Oireachtas Joint and Select Committees

Tuesday, 12 June 2018

Joint Oireachtas Committee on Education and Skills

Review of Relationships and Sexuality Education: Discussion (Resumed)

4:00 pm

Dr. Clíona Saidléar:

I want to pull together some threads, starting with Deputy Funchion's question about teachers. What is coming through is that there is something about the specialisation and professionalisation of this role in terms of sexual health. We know from our work that there are transferable and generalisable, mainstreamable tools that we can give teachers. However, as Ms Haslam has said, we renew and review the content of that curriculum very regularly. We talk about ethos and objective in very particular ways in this debate but one thing we really need to grapple with is that once we get beyond a certain basic level of facts, we are dealing with culture. We are engaging with and asking questions of culture and therefore we have to keep up to date with that, in terms of being led by the children's needs and their lived realities. To do that, we need someone in place who has a specialisation and is supported within a structure. I am inclining more towards the Department of Education and Skills having a set of professionals in this area who have standing, status and support and who are able to carry out that continual review because they are all the time upskilling and learning from the children they are engaging with. We really have to be aware that we are dealing with culture here and with equipping and upskilling children to get through the ever-changing challenges they are facing.

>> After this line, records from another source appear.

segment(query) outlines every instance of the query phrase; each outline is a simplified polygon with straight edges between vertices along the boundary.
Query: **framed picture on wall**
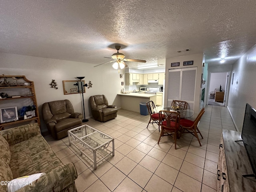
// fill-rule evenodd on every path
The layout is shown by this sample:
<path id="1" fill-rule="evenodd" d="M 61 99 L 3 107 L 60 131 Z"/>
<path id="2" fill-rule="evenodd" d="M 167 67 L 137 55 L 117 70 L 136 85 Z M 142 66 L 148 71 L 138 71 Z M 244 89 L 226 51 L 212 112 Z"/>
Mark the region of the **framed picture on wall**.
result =
<path id="1" fill-rule="evenodd" d="M 183 62 L 183 65 L 192 65 L 193 64 L 193 61 L 184 61 Z"/>
<path id="2" fill-rule="evenodd" d="M 17 107 L 9 107 L 0 109 L 0 121 L 1 123 L 18 120 Z"/>

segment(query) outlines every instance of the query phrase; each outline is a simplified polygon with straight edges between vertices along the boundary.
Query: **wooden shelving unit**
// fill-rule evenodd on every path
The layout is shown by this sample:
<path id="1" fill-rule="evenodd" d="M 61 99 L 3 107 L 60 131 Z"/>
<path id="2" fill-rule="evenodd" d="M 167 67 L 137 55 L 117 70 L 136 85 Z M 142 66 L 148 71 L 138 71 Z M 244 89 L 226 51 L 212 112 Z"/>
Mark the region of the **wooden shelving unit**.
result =
<path id="1" fill-rule="evenodd" d="M 224 94 L 225 92 L 222 91 L 216 91 L 215 93 L 215 102 L 222 102 L 224 101 Z"/>
<path id="2" fill-rule="evenodd" d="M 0 99 L 0 109 L 9 107 L 17 107 L 18 119 L 0 123 L 0 130 L 4 127 L 14 127 L 20 125 L 30 123 L 32 121 L 37 122 L 40 125 L 38 107 L 36 102 L 36 92 L 34 82 L 28 80 L 24 76 L 0 76 L 0 93 L 7 94 L 8 97 Z M 19 95 L 20 97 L 12 98 Z M 35 105 L 35 116 L 24 119 L 23 116 L 18 114 L 19 110 L 24 106 Z"/>

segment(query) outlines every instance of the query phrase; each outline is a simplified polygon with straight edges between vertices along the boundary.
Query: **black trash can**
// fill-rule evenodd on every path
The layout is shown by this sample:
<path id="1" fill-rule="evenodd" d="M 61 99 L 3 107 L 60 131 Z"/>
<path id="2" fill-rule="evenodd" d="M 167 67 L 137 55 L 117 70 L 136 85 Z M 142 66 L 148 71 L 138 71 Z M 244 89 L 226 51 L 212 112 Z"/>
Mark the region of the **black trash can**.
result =
<path id="1" fill-rule="evenodd" d="M 148 108 L 147 108 L 147 104 L 145 102 L 140 102 L 140 110 L 141 115 L 148 115 Z"/>

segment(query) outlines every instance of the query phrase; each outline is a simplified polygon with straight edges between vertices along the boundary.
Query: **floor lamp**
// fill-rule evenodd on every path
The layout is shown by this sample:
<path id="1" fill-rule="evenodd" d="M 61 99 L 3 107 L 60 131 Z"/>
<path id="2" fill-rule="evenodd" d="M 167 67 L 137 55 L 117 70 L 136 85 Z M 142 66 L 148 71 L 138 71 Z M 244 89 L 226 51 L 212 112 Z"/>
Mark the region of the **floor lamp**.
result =
<path id="1" fill-rule="evenodd" d="M 86 83 L 83 85 L 82 83 L 82 80 L 85 77 L 76 77 L 76 78 L 80 80 L 81 82 L 81 87 L 82 88 L 82 97 L 83 98 L 83 108 L 84 109 L 84 119 L 82 122 L 87 122 L 89 120 L 88 119 L 86 119 L 85 118 L 85 111 L 84 110 L 84 91 L 83 90 L 83 87 L 87 87 L 87 84 Z M 84 88 L 85 89 L 85 88 Z M 78 92 L 79 91 L 79 86 L 78 86 Z"/>

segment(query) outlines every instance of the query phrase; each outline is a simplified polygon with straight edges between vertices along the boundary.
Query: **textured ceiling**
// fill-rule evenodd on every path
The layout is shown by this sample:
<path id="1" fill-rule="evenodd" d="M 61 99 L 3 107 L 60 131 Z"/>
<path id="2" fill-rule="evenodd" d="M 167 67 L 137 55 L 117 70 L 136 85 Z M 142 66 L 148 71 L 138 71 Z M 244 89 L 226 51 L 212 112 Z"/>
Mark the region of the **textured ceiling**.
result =
<path id="1" fill-rule="evenodd" d="M 210 66 L 232 64 L 256 44 L 256 8 L 255 0 L 1 0 L 0 52 L 98 64 L 118 44 L 126 58 L 147 61 L 130 67 L 202 52 Z"/>

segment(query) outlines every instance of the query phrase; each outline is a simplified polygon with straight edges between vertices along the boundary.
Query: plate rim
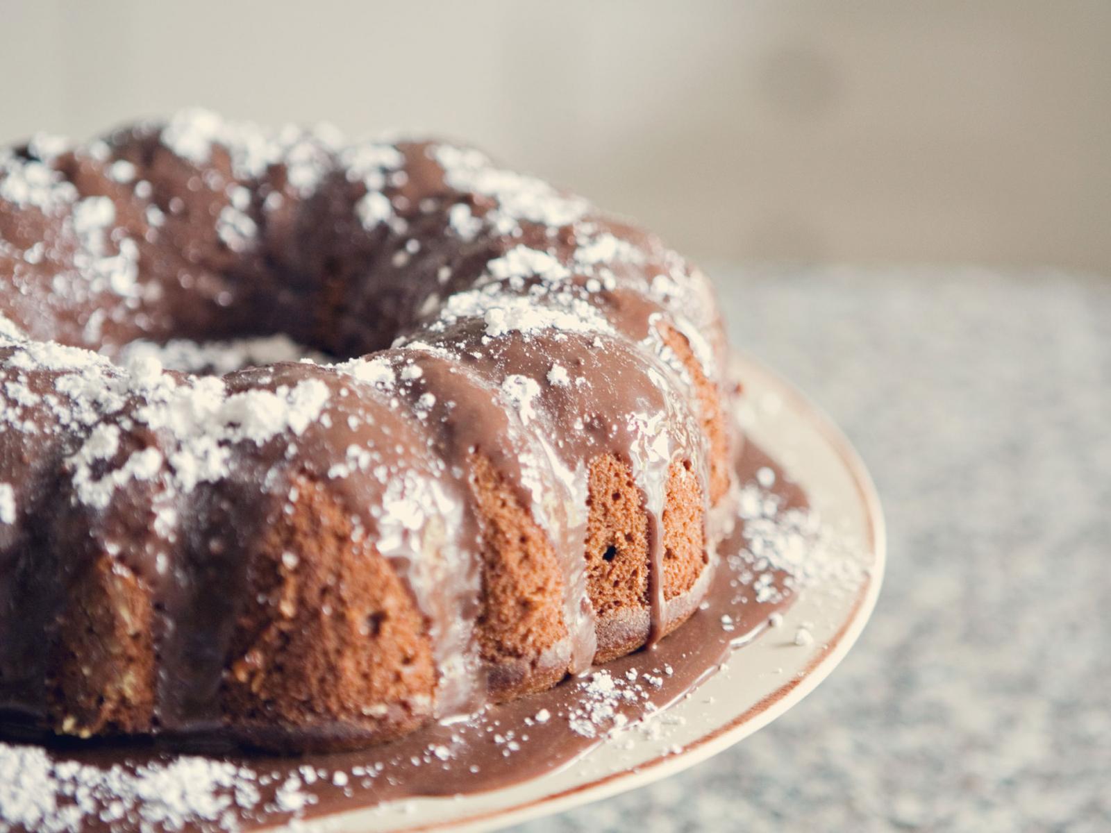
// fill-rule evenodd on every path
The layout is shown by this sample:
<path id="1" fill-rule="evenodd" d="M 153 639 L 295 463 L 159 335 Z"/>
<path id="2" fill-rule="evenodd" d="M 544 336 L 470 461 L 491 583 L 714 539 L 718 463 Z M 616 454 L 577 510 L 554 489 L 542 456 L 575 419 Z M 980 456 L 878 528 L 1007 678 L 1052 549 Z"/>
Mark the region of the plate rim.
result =
<path id="1" fill-rule="evenodd" d="M 873 560 L 869 566 L 868 580 L 858 591 L 857 599 L 844 622 L 825 643 L 823 650 L 814 654 L 807 663 L 802 676 L 792 676 L 791 680 L 763 696 L 741 714 L 685 744 L 680 752 L 661 754 L 634 767 L 611 772 L 587 783 L 540 795 L 511 806 L 477 812 L 450 821 L 426 824 L 418 822 L 412 826 L 394 829 L 394 833 L 428 833 L 430 831 L 478 833 L 479 831 L 501 830 L 511 824 L 520 824 L 602 801 L 678 774 L 723 752 L 797 705 L 833 672 L 855 644 L 875 609 L 887 564 L 887 522 L 872 476 L 860 454 L 837 423 L 794 383 L 745 353 L 734 352 L 731 359 L 742 368 L 743 375 L 751 377 L 755 373 L 763 377 L 764 381 L 777 390 L 777 393 L 793 401 L 793 407 L 809 418 L 822 439 L 840 459 L 855 485 L 858 498 L 864 510 L 863 514 L 869 533 L 869 540 L 865 543 Z M 543 775 L 539 777 L 543 777 Z M 356 822 L 356 816 L 362 812 L 366 811 L 353 809 L 312 821 L 327 821 L 329 830 L 358 830 L 358 827 L 348 827 L 344 823 Z M 306 821 L 308 820 L 302 820 L 301 824 L 303 825 Z M 310 827 L 311 824 L 310 821 Z M 283 829 L 279 826 L 269 830 Z"/>

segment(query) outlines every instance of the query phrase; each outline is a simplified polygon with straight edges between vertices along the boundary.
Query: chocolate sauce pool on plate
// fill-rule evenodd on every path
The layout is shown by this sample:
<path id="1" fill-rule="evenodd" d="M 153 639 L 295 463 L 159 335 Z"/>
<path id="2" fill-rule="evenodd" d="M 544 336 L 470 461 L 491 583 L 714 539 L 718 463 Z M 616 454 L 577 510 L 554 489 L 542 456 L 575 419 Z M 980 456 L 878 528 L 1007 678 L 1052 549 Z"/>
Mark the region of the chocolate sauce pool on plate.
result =
<path id="1" fill-rule="evenodd" d="M 773 480 L 769 472 L 774 473 Z M 779 499 L 781 510 L 807 508 L 802 489 L 754 443 L 745 442 L 737 460 L 737 482 L 751 483 L 758 474 L 768 481 L 767 492 Z M 738 522 L 719 544 L 718 571 L 703 604 L 651 651 L 638 651 L 549 691 L 488 706 L 460 722 L 427 726 L 383 746 L 298 757 L 211 755 L 210 760 L 236 767 L 227 767 L 230 774 L 222 789 L 232 800 L 219 815 L 131 824 L 141 814 L 129 820 L 124 813 L 122 820 L 112 820 L 101 809 L 83 817 L 81 829 L 249 830 L 280 824 L 293 815 L 311 819 L 388 801 L 497 790 L 558 771 L 601 744 L 612 730 L 642 721 L 687 696 L 734 649 L 759 638 L 772 614 L 790 605 L 794 596 L 787 573 L 764 571 L 772 576 L 764 593 L 757 592 L 750 576 L 741 575 L 745 562 L 730 556 L 744 549 L 743 524 Z M 134 773 L 141 781 L 143 772 L 158 772 L 181 757 L 150 746 L 107 742 L 52 746 L 49 755 L 56 771 L 64 771 L 67 763 L 104 772 L 117 767 L 121 783 Z M 111 779 L 106 776 L 103 783 L 110 784 Z M 240 793 L 244 789 L 248 792 Z M 138 792 L 141 800 L 142 790 Z M 97 793 L 94 803 L 103 804 L 103 799 Z M 73 800 L 70 791 L 59 795 L 57 804 L 64 806 Z M 182 801 L 188 803 L 188 796 Z M 0 830 L 26 826 L 20 821 L 0 803 Z"/>

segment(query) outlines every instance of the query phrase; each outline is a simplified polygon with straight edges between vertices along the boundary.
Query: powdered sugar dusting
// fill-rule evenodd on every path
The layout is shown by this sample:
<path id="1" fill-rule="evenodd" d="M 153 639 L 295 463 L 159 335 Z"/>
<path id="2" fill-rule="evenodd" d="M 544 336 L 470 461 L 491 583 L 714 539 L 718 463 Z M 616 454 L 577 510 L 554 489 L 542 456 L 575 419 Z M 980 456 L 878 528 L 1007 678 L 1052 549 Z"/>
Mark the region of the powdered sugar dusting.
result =
<path id="1" fill-rule="evenodd" d="M 16 490 L 0 483 L 0 523 L 16 523 Z"/>

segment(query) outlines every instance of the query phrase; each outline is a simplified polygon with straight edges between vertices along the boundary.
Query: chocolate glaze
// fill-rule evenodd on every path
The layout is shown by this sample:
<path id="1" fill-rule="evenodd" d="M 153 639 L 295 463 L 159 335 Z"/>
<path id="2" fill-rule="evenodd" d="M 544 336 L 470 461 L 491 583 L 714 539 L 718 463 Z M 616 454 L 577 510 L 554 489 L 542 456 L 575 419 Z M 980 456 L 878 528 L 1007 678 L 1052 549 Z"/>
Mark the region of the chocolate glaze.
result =
<path id="1" fill-rule="evenodd" d="M 761 468 L 772 469 L 777 476 L 771 492 L 778 495 L 784 509 L 804 508 L 807 498 L 802 489 L 790 481 L 785 473 L 753 443 L 745 443 L 735 463 L 739 482 L 750 482 Z M 775 602 L 758 602 L 750 586 L 739 580 L 729 566 L 729 555 L 744 549 L 743 528 L 739 522 L 720 544 L 721 569 L 715 574 L 700 610 L 689 622 L 663 639 L 651 652 L 641 651 L 620 658 L 604 665 L 614 678 L 622 678 L 630 669 L 643 675 L 659 676 L 659 685 L 644 686 L 647 696 L 637 702 L 622 701 L 619 711 L 630 723 L 645 717 L 650 712 L 665 709 L 693 691 L 711 675 L 734 650 L 763 633 L 769 616 L 790 605 L 793 596 L 788 592 Z M 777 574 L 775 583 L 787 578 Z M 735 626 L 727 632 L 721 619 L 728 614 Z M 670 668 L 668 674 L 664 669 Z M 243 754 L 220 754 L 221 760 L 268 774 L 261 785 L 262 801 L 272 801 L 277 786 L 303 767 L 351 773 L 380 771 L 373 776 L 353 774 L 346 783 L 337 785 L 327 779 L 316 781 L 306 790 L 314 795 L 307 810 L 308 816 L 323 816 L 342 811 L 367 809 L 387 801 L 416 796 L 470 794 L 518 784 L 541 777 L 570 765 L 573 761 L 602 743 L 603 731 L 585 736 L 572 731 L 567 716 L 581 706 L 582 691 L 579 681 L 569 679 L 554 689 L 522 697 L 511 703 L 487 706 L 464 722 L 436 723 L 390 744 L 361 752 L 331 755 L 304 755 L 296 759 L 262 757 Z M 551 719 L 538 722 L 536 716 L 547 710 Z M 6 731 L 26 736 L 26 725 L 8 725 Z M 519 741 L 519 749 L 507 754 L 504 737 Z M 524 740 L 527 737 L 527 740 Z M 222 740 L 221 740 L 222 739 Z M 226 743 L 216 735 L 211 743 Z M 206 740 L 193 735 L 193 745 L 203 750 Z M 444 747 L 449 754 L 440 760 L 430 750 Z M 169 762 L 171 753 L 159 752 L 149 745 L 127 743 L 82 744 L 53 746 L 56 761 L 78 761 L 97 766 L 121 765 L 127 769 L 150 762 Z M 2 810 L 0 810 L 2 814 Z M 2 815 L 0 815 L 2 817 Z M 246 829 L 286 821 L 288 812 L 277 809 L 241 813 L 238 823 Z M 109 825 L 97 819 L 87 820 L 87 830 L 107 830 Z M 123 829 L 117 824 L 113 830 Z"/>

The rape crisis centres were mentioned. In terms of infrastructure, there is no funding stream for the 16 rape crisis centres around the country to draw on to do the primary prevention work in schools. A lot of them find ways to do it but they do not have any funding. Rape Crisis Network Ireland has no funding to do this work or this thinking. The bank of personnel and the resources must be there. There must be some part of government that is watchful, mindful and responsible for this and that has cross-departmental, whole-of-government capacity and authority. In the absence of these things, I wonder about what falls through the cracks. We end up developing a set of tools that go out of date and nobody is keeping an eye on the situation.

On the question of uncomfortableness around this issue, sexual violence prevention has had a hard time getting onto the sexual health agenda and curriculum. One of the reasons, which we address head on, for example in the REAL U programme, is that there is confusion about role. We have to ask ourselves why we do not have a sexual harassment policy for our schools. It is a glaring gap that nobody is asking about. There are lots of reasons for this, one of which is that we move into the criminal sphere very quickly when we talk about sexual violence. That is why I emphasised primary and secondary prevention. If we are to build up a bank of professionals around primary prevention, this educational piece, we will need to be very clear to them that they are not investigators, that the child protection and children first aspects of the responsibility of the schools happens elsewhere and they are not going to be doing that work as well. We need to distinguish those two roles very clearly.